Man, that's a hard one. Just scanned through a few, and--never knew this--but I seem to like hooks for two reasons: some conjure the whole story that I love love love, which I think has to count as nostalgia, while others are just perfect and apt openings. How about two, from the A's:
--In walks these three girls wearing nothing but bathing suits.
That's John Updike, whom I otherwise despise. But, man, that hook does it all just right, doesn't it? What a hook line's doing when it's working is tempting the reader in, making a promise, and kind of previewing the theme of the whole story. In this case, "A&P," which I guess is some northeast store; my analogue would be M-System, maybe? Piggly Wiggly? Either way, that hook's short, simple, sweet, and, near as I can tell, it makes it absolutely impossible not to read the next sentence. And then the whole story.

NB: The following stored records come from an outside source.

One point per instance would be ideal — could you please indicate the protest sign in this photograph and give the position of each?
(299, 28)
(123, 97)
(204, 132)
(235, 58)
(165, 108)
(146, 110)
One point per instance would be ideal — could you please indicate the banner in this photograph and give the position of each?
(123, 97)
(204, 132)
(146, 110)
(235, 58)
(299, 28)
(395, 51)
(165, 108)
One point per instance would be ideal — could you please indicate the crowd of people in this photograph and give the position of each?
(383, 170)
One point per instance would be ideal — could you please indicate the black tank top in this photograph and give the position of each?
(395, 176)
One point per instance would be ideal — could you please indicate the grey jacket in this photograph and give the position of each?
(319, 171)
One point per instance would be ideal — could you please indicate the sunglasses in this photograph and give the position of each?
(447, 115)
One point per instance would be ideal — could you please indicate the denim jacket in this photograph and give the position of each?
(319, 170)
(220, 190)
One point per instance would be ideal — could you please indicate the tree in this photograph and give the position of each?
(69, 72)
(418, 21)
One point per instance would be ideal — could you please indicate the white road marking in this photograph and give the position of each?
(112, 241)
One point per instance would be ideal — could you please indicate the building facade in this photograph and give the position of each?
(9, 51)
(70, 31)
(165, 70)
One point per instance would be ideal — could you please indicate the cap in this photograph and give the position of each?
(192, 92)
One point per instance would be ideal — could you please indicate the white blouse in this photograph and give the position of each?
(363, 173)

--Seymour didn't want money--he wanted love--so he stole a pistol from the hot plate old man living in the next apartment, then drove over to the International House of Pancakes, the one on Third, and ordered everybody to lie down on the floor.
Mr. Sherman Alexie, "South by Southwest," what I would argue is his best story to date. And one of the better stories we've been given, period. I mean, aside from obviously hooking us, this is also showcasing the skewed logic of this Seymour dude, and it's just delivering so much exposition (in a city, in an apartment, broke, alone, hopeful, names's Seymour, he's got a car) all at once. Not a lot of writers can come up with a tone that can do that. But Alexie can, and does. We rollick through this line, and then every line after, for the whole story, is this wonderful escalation, that, really, I've yet to see repeated. Closest story to this, for me, is Jonathan Baumbach's "Bright is Innocent," a kind of Hitchock pastiche.

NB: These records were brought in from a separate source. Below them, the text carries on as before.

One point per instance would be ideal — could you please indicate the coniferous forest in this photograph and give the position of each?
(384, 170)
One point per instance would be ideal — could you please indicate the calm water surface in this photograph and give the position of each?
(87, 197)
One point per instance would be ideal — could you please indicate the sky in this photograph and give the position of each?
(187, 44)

If I can pull a song into this opening line-thing, though, then my vote's for Bonnie Prince Billy's "I'd be riding horses if they'd let me," from "Horses." That evokes so much, and all at once, and so elegantly. I wish I could do something like that each time out.
Name one short story that inspired you to write short stories yourself?
Margaret St. Clair's "The Boy Who Predicted Earthquakes." I think I read it at the exact right minute of my life. I'd already been through Where the Red Fern Grows, and knew without a doubt that I could stick an axe in a tree like that, and hang a lantern on it, let it rust, but this story, man. It still destroys me. In the best way. It's this kid who can see one day into the future. And the world knows it, and loves him, and watches his television program every morning, to hear his predictions. Which are never wrong. But then one day he looks ahead and sees this comet just hurtling to Earth, to wipe us all out, no chance of survival, no Bruce Willis, so, on his program that morning, he looks right into the camera and he says that this is going to be the best day ever. That people are going to hug each other, nobody's going to be unhappy, all of it. It's the best gift he could possibly have given the world, and it's a lie. This is at the bottom of everything I write.